The peace of Nanking did not last. The Chinese searched
a suspicious ship, and the British answered by putting the port city of
Canton under siege in 1856, occupying it in 1857. The French also entered the
fray. British troops were approaching Beijing and set on to destroy the
Summer Palace. China again was forced to sue for peace. In the peace treaty
of Tianjin China yielded to the demand to create ten new port cities, and
granted foreigners free passage throughout the country.
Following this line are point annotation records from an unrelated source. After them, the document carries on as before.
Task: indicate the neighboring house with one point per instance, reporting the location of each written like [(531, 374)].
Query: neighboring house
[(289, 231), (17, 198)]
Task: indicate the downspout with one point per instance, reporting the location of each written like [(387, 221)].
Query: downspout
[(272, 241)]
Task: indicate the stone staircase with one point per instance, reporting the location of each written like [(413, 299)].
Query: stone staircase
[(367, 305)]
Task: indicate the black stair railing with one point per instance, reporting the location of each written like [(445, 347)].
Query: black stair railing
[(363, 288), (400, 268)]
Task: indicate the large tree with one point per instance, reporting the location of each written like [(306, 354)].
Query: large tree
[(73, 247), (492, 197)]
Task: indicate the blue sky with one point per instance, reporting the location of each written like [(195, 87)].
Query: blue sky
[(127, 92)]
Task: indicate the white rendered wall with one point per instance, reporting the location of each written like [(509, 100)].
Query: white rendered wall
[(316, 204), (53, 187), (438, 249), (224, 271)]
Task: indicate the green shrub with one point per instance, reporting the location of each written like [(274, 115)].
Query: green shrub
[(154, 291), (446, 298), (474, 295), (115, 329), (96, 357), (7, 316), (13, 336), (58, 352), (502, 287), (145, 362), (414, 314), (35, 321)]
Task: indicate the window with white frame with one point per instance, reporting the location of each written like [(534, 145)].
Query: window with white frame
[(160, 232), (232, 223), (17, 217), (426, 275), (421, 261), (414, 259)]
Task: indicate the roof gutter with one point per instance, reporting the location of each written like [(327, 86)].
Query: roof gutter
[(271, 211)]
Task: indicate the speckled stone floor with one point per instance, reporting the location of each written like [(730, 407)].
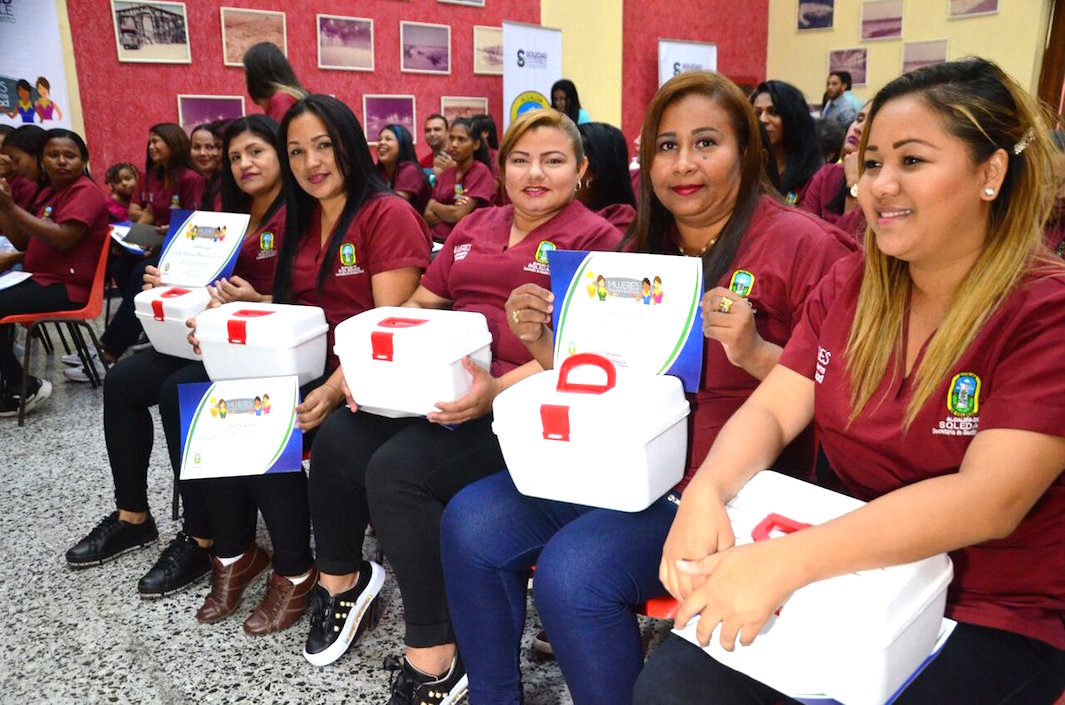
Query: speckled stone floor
[(86, 637)]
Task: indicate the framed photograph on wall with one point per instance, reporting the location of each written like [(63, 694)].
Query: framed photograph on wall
[(242, 29), (854, 61), (151, 32), (488, 50), (345, 43), (963, 9), (452, 107), (197, 110), (379, 111), (815, 15), (881, 19), (916, 54), (425, 48)]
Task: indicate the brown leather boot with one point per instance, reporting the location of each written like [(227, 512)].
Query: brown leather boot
[(281, 606), (228, 584)]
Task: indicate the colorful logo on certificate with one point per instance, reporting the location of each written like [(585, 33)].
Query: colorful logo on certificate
[(542, 249), (742, 282), (347, 255), (963, 395), (526, 101)]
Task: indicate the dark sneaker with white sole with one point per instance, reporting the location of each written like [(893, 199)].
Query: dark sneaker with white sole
[(181, 564), (412, 687), (111, 538), (337, 621)]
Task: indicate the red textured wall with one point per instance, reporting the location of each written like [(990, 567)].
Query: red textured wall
[(740, 31), (120, 100)]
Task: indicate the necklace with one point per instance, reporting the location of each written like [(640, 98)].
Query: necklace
[(702, 251)]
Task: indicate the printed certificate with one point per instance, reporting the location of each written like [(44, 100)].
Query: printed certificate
[(201, 247), (240, 427), (641, 311)]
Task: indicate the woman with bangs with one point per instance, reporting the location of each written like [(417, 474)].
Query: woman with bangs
[(956, 314), (702, 195)]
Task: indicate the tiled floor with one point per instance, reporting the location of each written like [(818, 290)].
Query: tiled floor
[(86, 637)]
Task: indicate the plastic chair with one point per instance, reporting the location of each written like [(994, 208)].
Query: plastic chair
[(75, 320)]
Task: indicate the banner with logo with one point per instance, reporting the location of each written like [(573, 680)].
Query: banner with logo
[(240, 427), (676, 56), (640, 311), (202, 246), (33, 85), (531, 63)]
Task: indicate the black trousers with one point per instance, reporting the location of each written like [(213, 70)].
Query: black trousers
[(25, 297), (131, 388), (233, 504), (400, 472), (978, 666)]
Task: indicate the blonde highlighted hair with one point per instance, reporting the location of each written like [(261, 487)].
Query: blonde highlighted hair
[(984, 108)]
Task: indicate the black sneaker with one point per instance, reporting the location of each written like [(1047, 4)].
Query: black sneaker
[(337, 621), (412, 687), (36, 391), (181, 564), (110, 539)]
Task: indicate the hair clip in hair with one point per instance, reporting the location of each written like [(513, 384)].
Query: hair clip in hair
[(1023, 142)]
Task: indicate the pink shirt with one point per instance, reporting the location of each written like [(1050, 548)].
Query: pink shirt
[(386, 234), (477, 271), (1010, 377), (82, 202)]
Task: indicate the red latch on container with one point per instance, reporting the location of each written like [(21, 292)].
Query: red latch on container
[(396, 322), (380, 343), (556, 422), (775, 523)]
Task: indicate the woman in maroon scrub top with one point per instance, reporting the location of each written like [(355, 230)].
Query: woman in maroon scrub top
[(397, 166), (932, 371), (62, 241), (463, 187)]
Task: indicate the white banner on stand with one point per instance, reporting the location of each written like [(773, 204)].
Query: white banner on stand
[(677, 56), (531, 63)]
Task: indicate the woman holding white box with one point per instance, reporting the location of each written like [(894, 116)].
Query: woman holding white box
[(933, 373), (701, 196), (403, 471), (252, 184)]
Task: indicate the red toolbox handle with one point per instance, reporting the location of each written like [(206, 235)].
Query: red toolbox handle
[(580, 360), (775, 522), (397, 322)]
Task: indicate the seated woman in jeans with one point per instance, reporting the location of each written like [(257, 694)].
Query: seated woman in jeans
[(701, 196)]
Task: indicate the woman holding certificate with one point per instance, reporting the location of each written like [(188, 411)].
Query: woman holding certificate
[(932, 370), (402, 472), (334, 199), (701, 195), (250, 183)]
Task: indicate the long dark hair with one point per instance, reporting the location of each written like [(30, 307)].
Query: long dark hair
[(406, 142), (234, 200), (266, 70), (799, 135), (480, 153), (179, 145), (572, 101), (356, 167), (654, 222), (482, 124), (607, 153)]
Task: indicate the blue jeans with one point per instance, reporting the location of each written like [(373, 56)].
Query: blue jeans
[(593, 567)]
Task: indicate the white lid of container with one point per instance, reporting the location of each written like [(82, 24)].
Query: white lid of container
[(162, 302), (262, 325), (411, 335), (625, 404), (878, 604)]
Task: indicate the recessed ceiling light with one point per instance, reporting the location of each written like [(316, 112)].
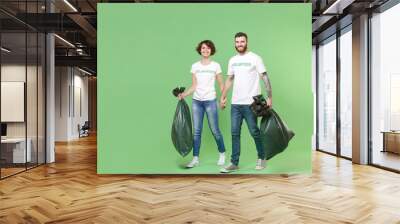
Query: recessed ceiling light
[(5, 50)]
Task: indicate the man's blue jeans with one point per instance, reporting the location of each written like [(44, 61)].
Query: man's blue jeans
[(238, 113), (210, 108)]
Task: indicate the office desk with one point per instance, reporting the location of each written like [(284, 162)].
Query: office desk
[(13, 150), (391, 141)]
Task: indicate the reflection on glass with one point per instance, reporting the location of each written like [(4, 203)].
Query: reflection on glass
[(327, 96), (14, 153), (346, 93), (386, 89)]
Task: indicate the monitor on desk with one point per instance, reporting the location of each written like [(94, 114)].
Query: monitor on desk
[(3, 130)]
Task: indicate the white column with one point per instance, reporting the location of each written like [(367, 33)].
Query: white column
[(360, 90)]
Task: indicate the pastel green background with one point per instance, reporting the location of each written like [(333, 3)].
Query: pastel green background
[(146, 50)]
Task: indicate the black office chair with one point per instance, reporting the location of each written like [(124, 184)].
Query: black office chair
[(84, 130)]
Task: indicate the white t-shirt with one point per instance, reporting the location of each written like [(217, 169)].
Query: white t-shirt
[(246, 83), (205, 76)]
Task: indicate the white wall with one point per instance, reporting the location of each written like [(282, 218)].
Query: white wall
[(70, 83)]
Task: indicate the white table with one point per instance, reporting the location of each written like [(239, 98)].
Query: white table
[(18, 145)]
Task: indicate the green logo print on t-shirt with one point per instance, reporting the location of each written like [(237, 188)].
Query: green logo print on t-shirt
[(206, 71), (242, 64)]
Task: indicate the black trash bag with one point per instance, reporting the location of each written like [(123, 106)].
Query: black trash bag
[(259, 106), (275, 134), (181, 131)]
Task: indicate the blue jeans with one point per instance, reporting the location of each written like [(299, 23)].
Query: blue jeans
[(210, 108), (238, 113)]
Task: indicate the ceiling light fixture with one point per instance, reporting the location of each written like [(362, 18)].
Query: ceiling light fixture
[(64, 40), (70, 5), (84, 71), (5, 50), (332, 8)]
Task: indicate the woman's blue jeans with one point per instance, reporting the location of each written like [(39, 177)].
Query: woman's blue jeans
[(208, 107)]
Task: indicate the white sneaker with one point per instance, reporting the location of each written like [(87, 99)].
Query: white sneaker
[(229, 169), (193, 163), (221, 160), (260, 164)]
It also agreed to pay
an indemnity of five million ounces of silver: three million to Britain and
two million to France.
This deliberate humiliation of China by the Western
powers contributed greatly to the loosening and ultimate snapping of the internal
coherence of the Qing Dynasty, leading to the Taiping Rebellion (1850-1864),
the Boxer Uprising (1899-1901) and, ultimately, to the downfall of the Qing
Dynasty in 1912.
The present trade dispute between the U.S. and China is
reminiscent of the background to the two Opium Wars. Once more, the issue is
the humiliation and plunder of China as a "thank you" for China's
favor of having provided consumer goods for which the West was unable to pay
in terms of Western goods suitable for Chinese consumption. The only
difference is the absence of opium in the dispute.
Oops, I take it back. The role of opium in the
current dispute is played by paper. Paper dollars, to be precise. In
1971 an atrocity was made that I call the Nixon-Friedman conspiracy.
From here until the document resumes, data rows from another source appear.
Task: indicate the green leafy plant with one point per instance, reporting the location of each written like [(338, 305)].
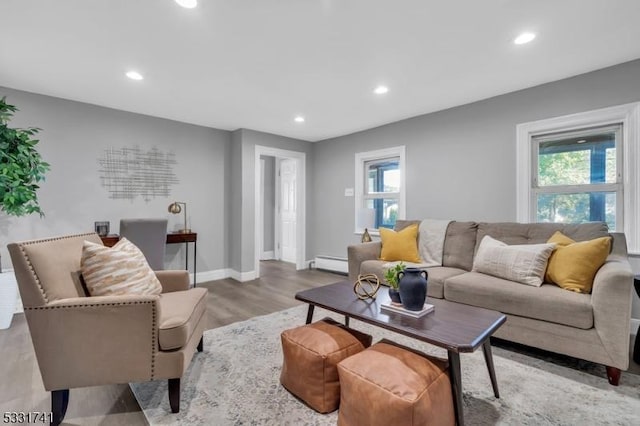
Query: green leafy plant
[(21, 166), (391, 275)]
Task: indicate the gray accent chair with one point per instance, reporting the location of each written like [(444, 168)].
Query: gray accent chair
[(81, 340), (150, 236)]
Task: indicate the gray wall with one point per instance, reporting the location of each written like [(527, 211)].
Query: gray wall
[(75, 135), (461, 162), (269, 203), (235, 201)]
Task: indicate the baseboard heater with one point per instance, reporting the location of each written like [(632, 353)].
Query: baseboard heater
[(332, 264)]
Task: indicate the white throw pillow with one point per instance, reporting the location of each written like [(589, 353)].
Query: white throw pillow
[(121, 269), (524, 263)]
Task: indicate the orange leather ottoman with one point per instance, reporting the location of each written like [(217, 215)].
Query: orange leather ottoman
[(311, 354), (391, 385)]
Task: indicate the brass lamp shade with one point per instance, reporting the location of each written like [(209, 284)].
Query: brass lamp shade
[(176, 208)]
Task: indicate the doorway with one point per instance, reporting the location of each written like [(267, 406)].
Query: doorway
[(288, 207)]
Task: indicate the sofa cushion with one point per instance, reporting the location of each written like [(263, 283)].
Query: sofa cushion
[(180, 312), (537, 233), (118, 270), (437, 274), (522, 263), (459, 245), (402, 245), (548, 302), (573, 266)]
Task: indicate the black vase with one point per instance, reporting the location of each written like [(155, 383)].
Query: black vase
[(394, 295), (413, 288)]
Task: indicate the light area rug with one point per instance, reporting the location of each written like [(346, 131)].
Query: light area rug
[(235, 381)]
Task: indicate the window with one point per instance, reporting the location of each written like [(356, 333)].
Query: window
[(577, 176), (582, 167), (379, 190)]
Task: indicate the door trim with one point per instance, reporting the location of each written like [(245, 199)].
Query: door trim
[(301, 159)]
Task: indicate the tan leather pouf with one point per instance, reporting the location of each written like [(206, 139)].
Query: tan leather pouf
[(311, 354), (391, 385)]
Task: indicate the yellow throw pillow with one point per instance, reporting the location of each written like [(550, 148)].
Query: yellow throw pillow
[(573, 265), (402, 245)]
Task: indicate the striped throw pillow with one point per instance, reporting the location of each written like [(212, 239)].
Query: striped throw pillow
[(118, 270), (525, 263)]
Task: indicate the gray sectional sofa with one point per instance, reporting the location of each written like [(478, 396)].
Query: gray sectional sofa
[(593, 327)]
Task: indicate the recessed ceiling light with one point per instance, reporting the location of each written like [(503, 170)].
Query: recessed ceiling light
[(189, 4), (524, 38), (380, 90), (134, 75)]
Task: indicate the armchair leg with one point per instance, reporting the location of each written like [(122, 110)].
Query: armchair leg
[(174, 395), (613, 374), (59, 403)]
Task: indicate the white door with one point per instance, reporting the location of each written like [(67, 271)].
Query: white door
[(288, 210)]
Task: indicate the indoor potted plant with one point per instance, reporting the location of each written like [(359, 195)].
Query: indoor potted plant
[(391, 277), (21, 169)]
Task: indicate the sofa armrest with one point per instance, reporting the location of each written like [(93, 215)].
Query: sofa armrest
[(611, 301), (88, 341), (177, 280), (358, 253)]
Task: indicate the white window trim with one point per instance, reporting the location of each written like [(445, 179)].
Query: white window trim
[(361, 158), (629, 116)]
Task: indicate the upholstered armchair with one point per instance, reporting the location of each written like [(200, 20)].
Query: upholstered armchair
[(81, 340)]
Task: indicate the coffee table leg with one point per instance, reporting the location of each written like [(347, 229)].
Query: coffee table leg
[(488, 358), (310, 314), (456, 385)]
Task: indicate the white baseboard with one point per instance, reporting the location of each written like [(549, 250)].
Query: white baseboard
[(220, 274), (331, 263), (243, 276), (217, 274)]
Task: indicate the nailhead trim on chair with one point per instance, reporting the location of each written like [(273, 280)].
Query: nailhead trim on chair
[(154, 321), (91, 305), (154, 333), (33, 272), (154, 316)]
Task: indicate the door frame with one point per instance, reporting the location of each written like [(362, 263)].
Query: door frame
[(300, 159)]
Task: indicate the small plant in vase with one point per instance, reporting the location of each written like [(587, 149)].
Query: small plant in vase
[(391, 277)]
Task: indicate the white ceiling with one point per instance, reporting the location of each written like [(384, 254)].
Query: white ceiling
[(257, 64)]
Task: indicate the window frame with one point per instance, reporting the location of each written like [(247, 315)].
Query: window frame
[(361, 182), (617, 186), (629, 116)]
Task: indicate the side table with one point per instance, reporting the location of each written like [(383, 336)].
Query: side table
[(636, 346)]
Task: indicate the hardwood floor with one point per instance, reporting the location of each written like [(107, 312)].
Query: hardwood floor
[(229, 301)]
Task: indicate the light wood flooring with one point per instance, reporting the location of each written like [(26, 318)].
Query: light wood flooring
[(229, 301)]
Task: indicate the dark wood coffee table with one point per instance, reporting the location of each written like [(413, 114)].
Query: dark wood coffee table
[(453, 326)]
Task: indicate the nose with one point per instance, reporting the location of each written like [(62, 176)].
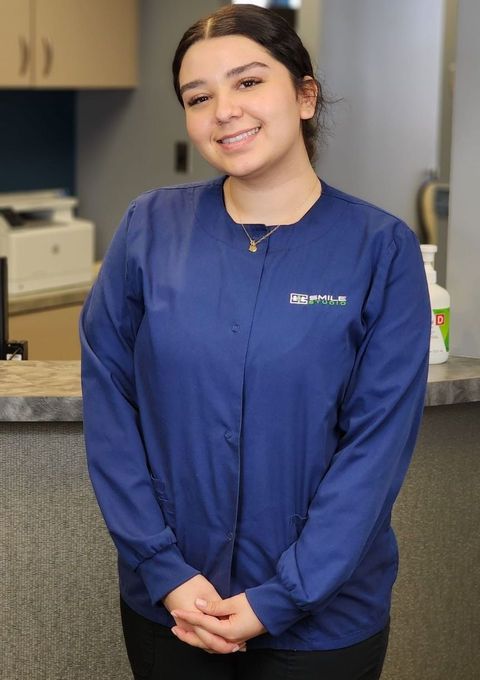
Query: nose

To cover up the shame and disgrace of the default of the U.S. on its
international gold obligations, Milton Friedman (following an earlier failed
attempt of John M. Keynes) concocted a spurious and idiotic theory of
floating exchange rates. It suggests that falling foreign exchange value of
the domestic currency makes it stronger when in actual fact the
opposite is true: it is made weaker as the terms of trade of the
devaluing country deteriorates and that of its trading partners improves.
Nixon was quick to embrace the false theory of Friedman. No public debate of
the plan was permitted then, or ever after. Under the new dispensation the
irredeemable dollar was to play the role of the ultimate extinguisher of
debt, a preposterous idea. The scheme was imposed on the world under duress
as part of the "new millennium", shaking off the "tyranny of
gold", that "barbarous relic", the last remnant of
superstition, the only remaining "anachronism of the Modern Age".
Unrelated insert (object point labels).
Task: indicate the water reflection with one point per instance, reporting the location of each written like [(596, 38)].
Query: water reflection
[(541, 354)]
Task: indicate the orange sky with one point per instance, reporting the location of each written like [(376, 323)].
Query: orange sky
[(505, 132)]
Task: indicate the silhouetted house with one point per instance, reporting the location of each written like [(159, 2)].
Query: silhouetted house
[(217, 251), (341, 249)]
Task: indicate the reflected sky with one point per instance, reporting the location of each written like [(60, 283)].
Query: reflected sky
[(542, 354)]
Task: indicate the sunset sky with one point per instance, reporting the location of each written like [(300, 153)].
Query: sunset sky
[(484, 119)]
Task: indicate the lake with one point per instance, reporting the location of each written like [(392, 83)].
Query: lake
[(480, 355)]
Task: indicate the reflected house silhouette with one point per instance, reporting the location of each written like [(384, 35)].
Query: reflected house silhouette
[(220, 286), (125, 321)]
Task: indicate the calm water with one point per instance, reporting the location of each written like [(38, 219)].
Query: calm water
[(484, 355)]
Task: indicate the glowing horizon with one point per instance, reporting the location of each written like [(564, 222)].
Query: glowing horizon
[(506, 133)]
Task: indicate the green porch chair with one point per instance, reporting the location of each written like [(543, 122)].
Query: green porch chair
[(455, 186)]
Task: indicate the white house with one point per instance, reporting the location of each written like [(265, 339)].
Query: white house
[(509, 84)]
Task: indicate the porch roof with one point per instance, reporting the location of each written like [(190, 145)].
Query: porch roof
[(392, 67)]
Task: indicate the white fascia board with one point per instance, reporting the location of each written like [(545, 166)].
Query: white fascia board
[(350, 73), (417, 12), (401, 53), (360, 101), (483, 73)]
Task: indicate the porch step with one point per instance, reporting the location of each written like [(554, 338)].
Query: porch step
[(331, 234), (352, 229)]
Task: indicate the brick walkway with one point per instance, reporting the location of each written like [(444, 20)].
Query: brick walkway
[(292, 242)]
The ploy was played up and celebrated as a great scientific breakthrough,
making it possible for man to shape his own destiny rationally, free of
superstition, for the first time ever. Yet all it was a cheap trick to
elevate the dishonored paper of an insolvent banker (the U.S.) from scum to
the holy of holies: international currency. The fact that fiat paper money
has a history of 100 percent mortality was neatly side-stepped. Any
questioning of the wisdom of experimenting with is in spite of logic and
historical evidence was declared foggy-bottom reactionary thinking.
The amazing thing about this episode of the history of
human folly was the ease with which it could be pushed down the throat of the
rest of the world, including those nations that were directly hurt by it, such
as the ones running a trade surplus with the U.S. Their savings went up in
smoke. The explanation for this self-destructing behavior is the addictive,
debilitating and mind-corrosive nature of paper money, in direct analogy with
that of opium. The high caused by administering the opium pipe to the patient
(read: administering QE) had to be repeated when the effect faded by a fresh
administration of more opium (read: more QE2).
If the patient resists, like China did in 1840, then a
holy opium war must be declared on it in the name of the right of others to
free trade. 170 years later a New China once more demurred against the
paper-torture treatment it was subjected to by the American debt-mongers and
But beware: if the West starts another Opium War, this
time it is not China that will be on the losing side.